Prime Minister Scott Morrison speaks at the 2021 AFR Business Summit.

Mr Morrison has long promoted the need for “affordable and reliable” power, but on Tuesday pointedly added “lower emissions” energy to his list of must-haves.

“The world’s response to climate change is simultaneously reshaping the global economy, global politics and the global energy system.”

“We are preparing. Australia is preparing. The Australian government is preparing for this new geo-politics of energy and climate change. It’s gone into another gear.”

“We must address the threats, and we must realise the opportunities for Australia.”

The comments come ahead of a busy year on global climate change policy, where Mr Morrison will appear at a number of major summits leading up to the United Nations Glasgow meeting in November.

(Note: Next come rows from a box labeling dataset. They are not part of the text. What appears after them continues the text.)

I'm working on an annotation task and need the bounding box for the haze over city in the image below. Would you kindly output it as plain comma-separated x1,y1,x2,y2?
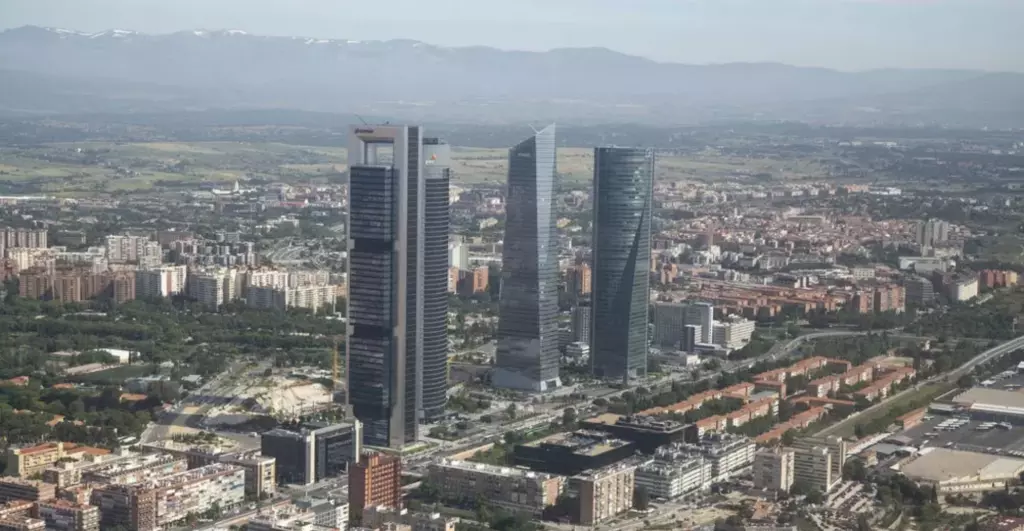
0,0,1024,72
0,0,1024,531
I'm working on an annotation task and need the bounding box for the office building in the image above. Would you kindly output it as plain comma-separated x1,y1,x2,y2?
348,452,401,517
793,436,847,489
260,421,362,485
754,448,796,492
36,499,99,531
571,300,593,352
590,147,654,383
512,430,637,476
636,448,712,499
135,265,188,299
449,241,469,271
90,463,246,531
570,463,636,526
918,219,949,247
0,478,57,503
678,324,700,353
492,125,561,391
949,276,978,303
427,459,563,518
793,446,831,494
712,315,755,350
345,126,450,448
105,235,163,267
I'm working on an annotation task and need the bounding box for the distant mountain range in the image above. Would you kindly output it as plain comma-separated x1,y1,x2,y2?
0,27,1024,127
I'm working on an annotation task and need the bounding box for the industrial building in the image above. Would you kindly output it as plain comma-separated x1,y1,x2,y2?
569,463,636,526
900,448,1024,496
90,463,246,531
36,499,99,531
636,448,713,499
581,413,686,453
260,419,362,485
754,448,796,492
673,434,756,483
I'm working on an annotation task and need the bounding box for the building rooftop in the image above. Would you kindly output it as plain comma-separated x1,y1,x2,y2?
901,448,1024,482
953,387,1024,410
433,459,554,481
144,437,244,456
523,430,630,456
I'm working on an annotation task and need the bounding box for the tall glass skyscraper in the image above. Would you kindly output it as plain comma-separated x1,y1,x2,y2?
590,147,654,383
493,125,561,391
345,126,447,448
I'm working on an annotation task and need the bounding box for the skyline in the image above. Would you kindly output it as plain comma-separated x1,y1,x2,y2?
0,0,1024,72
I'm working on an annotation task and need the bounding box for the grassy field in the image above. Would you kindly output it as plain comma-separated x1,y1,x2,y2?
0,142,821,194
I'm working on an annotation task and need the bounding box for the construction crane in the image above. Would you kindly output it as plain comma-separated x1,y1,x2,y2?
331,338,341,391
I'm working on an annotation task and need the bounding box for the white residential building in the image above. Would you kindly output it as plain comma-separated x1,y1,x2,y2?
636,449,712,499
712,315,755,349
135,265,188,299
754,448,796,492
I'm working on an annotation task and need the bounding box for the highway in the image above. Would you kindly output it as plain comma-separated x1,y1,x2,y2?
817,336,1024,436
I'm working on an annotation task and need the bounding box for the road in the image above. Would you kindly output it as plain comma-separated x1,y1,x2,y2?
139,362,256,443
817,336,1024,436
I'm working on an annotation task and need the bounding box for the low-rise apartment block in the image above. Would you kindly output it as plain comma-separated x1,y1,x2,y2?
570,462,636,526
36,499,99,531
91,463,246,531
754,448,796,492
0,478,57,503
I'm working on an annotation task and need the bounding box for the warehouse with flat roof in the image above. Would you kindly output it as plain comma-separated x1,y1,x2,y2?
900,448,1024,495
952,387,1024,424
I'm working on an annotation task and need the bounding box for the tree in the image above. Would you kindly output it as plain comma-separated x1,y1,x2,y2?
633,485,650,511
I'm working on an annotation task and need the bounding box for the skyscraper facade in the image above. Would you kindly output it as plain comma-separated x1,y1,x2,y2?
493,125,561,391
422,138,452,422
345,126,447,448
590,147,654,382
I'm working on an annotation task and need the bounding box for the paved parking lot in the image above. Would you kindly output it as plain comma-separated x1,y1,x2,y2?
896,415,1024,454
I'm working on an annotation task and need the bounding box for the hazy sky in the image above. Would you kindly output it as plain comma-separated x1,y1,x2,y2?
0,0,1024,72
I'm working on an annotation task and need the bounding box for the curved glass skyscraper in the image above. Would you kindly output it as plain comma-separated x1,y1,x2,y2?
590,147,654,382
493,125,560,391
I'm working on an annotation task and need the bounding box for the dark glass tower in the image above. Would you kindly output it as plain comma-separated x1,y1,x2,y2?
590,147,654,383
345,126,447,448
493,125,561,391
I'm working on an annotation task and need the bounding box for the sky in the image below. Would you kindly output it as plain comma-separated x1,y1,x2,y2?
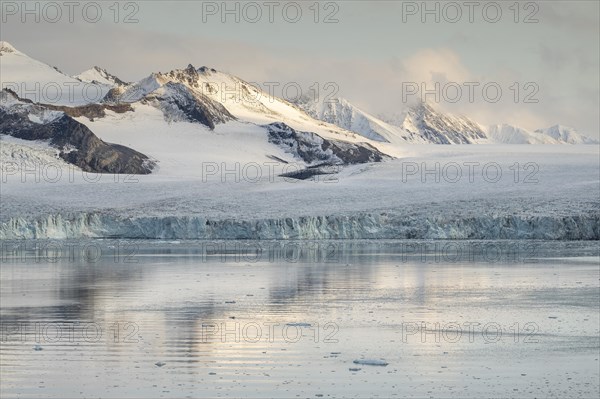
0,0,600,138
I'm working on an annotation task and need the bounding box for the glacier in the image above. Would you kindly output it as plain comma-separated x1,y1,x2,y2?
0,212,600,240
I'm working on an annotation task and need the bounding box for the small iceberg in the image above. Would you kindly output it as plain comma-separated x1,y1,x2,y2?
286,323,312,327
353,359,389,366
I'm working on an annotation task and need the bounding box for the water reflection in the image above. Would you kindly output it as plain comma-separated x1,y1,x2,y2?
0,240,600,397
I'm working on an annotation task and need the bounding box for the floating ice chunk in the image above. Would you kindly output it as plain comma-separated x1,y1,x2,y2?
286,323,312,327
353,359,389,366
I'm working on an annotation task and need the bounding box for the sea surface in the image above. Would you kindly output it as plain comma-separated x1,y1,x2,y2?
0,240,600,399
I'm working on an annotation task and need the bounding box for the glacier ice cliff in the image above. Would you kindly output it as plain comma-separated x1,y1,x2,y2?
0,213,600,240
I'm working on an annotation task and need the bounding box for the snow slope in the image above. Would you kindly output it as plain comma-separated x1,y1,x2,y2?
73,66,127,88
0,42,109,106
0,146,600,240
535,125,599,144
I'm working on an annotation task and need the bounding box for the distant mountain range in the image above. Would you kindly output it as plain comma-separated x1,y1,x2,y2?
0,42,598,177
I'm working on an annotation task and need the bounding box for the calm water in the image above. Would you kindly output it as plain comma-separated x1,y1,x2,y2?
0,240,600,398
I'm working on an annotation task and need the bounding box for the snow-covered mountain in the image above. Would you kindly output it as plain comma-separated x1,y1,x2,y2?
297,97,489,145
0,42,594,180
74,66,129,88
0,89,155,174
535,125,599,144
488,123,560,144
382,103,488,144
296,97,598,145
0,41,110,107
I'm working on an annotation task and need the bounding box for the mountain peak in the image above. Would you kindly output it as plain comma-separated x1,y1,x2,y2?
0,41,21,55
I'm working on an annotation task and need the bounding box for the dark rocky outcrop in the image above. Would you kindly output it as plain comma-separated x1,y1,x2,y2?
141,82,235,129
0,92,155,174
266,122,390,165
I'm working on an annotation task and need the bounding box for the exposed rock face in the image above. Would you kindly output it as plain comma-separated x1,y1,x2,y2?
0,89,133,120
141,82,235,129
266,122,389,165
0,91,155,174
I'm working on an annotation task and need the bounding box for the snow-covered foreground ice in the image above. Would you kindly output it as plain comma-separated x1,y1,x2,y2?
0,240,600,398
0,138,600,240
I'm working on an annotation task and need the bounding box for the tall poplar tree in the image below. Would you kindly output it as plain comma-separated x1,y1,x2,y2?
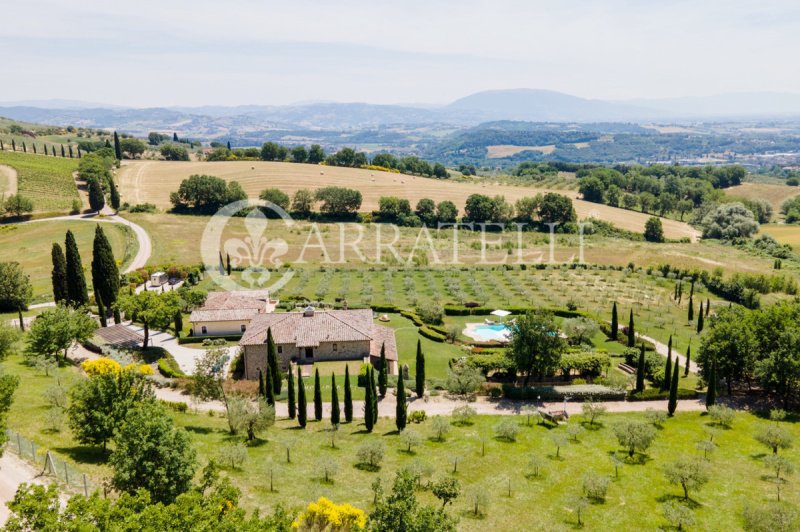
415,338,425,397
611,301,619,341
636,344,644,392
286,366,297,419
667,358,681,416
314,368,322,421
628,309,636,347
331,373,340,425
114,131,122,161
92,224,119,309
344,365,353,423
50,243,67,303
378,342,389,397
64,231,89,307
267,327,282,395
394,373,408,432
297,367,308,428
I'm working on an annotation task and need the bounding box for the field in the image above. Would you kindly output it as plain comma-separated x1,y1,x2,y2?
5,348,800,530
0,151,78,212
118,161,696,239
130,213,772,272
759,224,800,249
0,220,137,303
725,183,800,218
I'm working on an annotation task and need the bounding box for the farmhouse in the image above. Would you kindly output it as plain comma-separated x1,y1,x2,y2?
239,307,398,379
189,290,278,336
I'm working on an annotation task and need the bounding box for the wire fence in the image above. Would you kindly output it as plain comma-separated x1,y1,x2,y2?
6,429,98,497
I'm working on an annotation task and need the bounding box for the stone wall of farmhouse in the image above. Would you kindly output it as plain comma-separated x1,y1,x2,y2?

Coal-rich Australia has been accused of falling behind the world’s leading economies on climate action, putting pressure on Mr Morrison to lift the country’s level of ambition towards net zero emissions by 2050.

Fortescue Metals chief executive Elizabeth Gaines said later during the summit that investors were putting a “strong focus” on climate change action.

“We will need to see a much more rapid transition to renewable energy in all its forms,” Ms Gaines said.

Ms Gaines added that European investors were ahead of many others in the need for a more rapid shift to renewables.

“It’s quite interesting because we actually see a different focus here in Australia than the investors we’re talking to offshore,” she said.

“There is going to be an acceleration of a transition to renewable energy.”

“A lot of governments and whole industries have committed to net zero emissions by 2050.

“But if we want to align with the Paris Agreement, 2050 will be too late.”

David Solomon, the Goldman Sachs chief executive, indicated strong support for a carbon tax, saying it was something that the world needs to “make progress as a society“.

He rejected the idea that financial institutions such as his own were sweating on the need for a carbon price as a way to make money, saying it was about ensuring capital isn’t wasted.

“It’s centred on finding ways that we can get capital allocated to places where the technology or the investment that’s being made is medium- and long-term.”

Mr Morrison encouraged the Summit’s business leaders to read US author Daniel Yergin’s latest book, published late last year – The New Map – which maps out how climate change policy is shaking up technology, infrastructure and even relations between nations.

“[Yergin] said our response to climate change will ‘bring continuing changes in how energy is produced, transported and consumed; in strategies and investment; in technologies and infrastructure; and in relations between countries’.”

“Very true,” Mr Morrison said.

Mohamed El-Erian told attendees that the private sector is moving ahead of governments.

“Any company that doesn’t get on board risks being left behind in a serious fashion,” he said. “It will tun faster than what governments are trying to do.”

Dr El-Erian, the Allianz chief economic adviser, says governments will find themselves “pushing on an open door” when they catch up.

Striking a note of caution, former Dow Chemical CEO Andrew Liveris, said the new Biden administration could fail if it veers “too far left” on issues such as climate change.

Mr Liveris agreed that a carbon pricing system was inevitable.

But he also suggests safe nuclear energy should be on the agenda in the US and Australia.

Mr Liveris added that there was a need for more large-scale batteries, not just ones that can power states for up to five hours.